THE Medical Stores Department (MSD) needs about 2tri/- to cover recurrent and development expenditure under its ambitious six-year Medium Term Strategic Plan (MTSP) that runs between 2014 and 2020.
According to the new plan, which phases out the 2007/2013 MTSP, the medical agency plans to realise 1.82tri/- as total revenues from the sales of normal, special and vertical programmes, health commodities and services.
However, the department, which has reported the successful implementation of the previous Strategic Plan, will have to struggle hard to recover the deficit of 15bn/- to meet some current and future development programmes in the Plan.
The six-year strategic plan outlines a number of areas lined up for rolling out of its programmes for the given period, but the department's long term financial sustainability remains a stumbling block.
"Taking into consideration of current and future development requirement of MSD, it is projected that there will be significant financing gap to the tune of 14.9bn/- on capital expenditure to be mobilised from either the government or development partners," read part of the Plan.
MSD's Board of Trustees Chairman Prof Idriss Mtulia, said in a statement that being aware of the social, economic, technological and political changes affecting the health sector in the country, the new plan has identified three pillars of excellence which will transform MSD.
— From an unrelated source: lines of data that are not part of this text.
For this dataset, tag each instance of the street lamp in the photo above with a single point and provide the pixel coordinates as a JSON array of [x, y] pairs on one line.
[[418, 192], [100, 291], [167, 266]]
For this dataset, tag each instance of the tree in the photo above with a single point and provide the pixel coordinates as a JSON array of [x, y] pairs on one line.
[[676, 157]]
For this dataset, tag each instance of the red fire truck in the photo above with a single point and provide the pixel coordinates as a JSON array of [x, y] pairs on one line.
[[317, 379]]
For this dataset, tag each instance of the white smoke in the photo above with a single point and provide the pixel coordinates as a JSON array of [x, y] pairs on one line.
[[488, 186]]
He named them as operational excellence, service excellence and business growth which will have to ensure that MSD live on its revised mission of making available, at all times, medicines and medical supplies of acceptable quality at affordable prices to all Tanzanians.
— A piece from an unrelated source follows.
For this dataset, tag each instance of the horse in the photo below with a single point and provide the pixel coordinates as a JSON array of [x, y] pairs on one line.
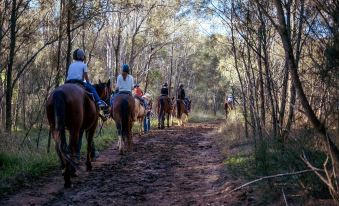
[[183, 109], [226, 109], [70, 107], [147, 119], [165, 107], [139, 112], [123, 113]]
"Based on the key strategies and objectives stated in this MTSP, the Board of Trustees is convinced that, within the next six years, MSD will achieve its vision of becoming a centre of excellence for health commodities supply chain," he said.
Boasting to improve its financial performance over the last six years, the department however, has experienced a number of setbacks including lack of long term financial sustainability which did not improve as earlier expected.
During the period, it witnessed the decline of the working capital from 81bn/- in 2007 to 24.5bn/- last year, mainly due to the pricing structure which resulted in lower margins and net surplus.
The use of predetermined prices which are fixed on an annual basis, delay and erratic disbursement of funds from the government has put enormous financial strain on MSD, but expects to introduce a number of measures to address that in the new Strategic Plan.
In the new Plan, MSD has plans to introduce some new structures including operating some of its units strategically to enhance performance, increase business visibility and reduce costs.
MSD and the private sector will set up manufacturing plant for IV Fluids, linen products like cotton wool, gauze, topical preparations and syrups so as to reduce dependence on overseas procurement and increase stock availability.
The management arrangement for new MTSP will require re-alignment to the MSD structure using a hybrid of functional, matrix and divisional structure for implementation of MTSP 2014-2020.
"The new Strategic Plan (2014 - 2020) intends to capitalise on the successes of the previous strategic plan and use the challenges that were faced as opportunities for excelling and providing quality and safe health commodities to customers," said Prof Mtulia.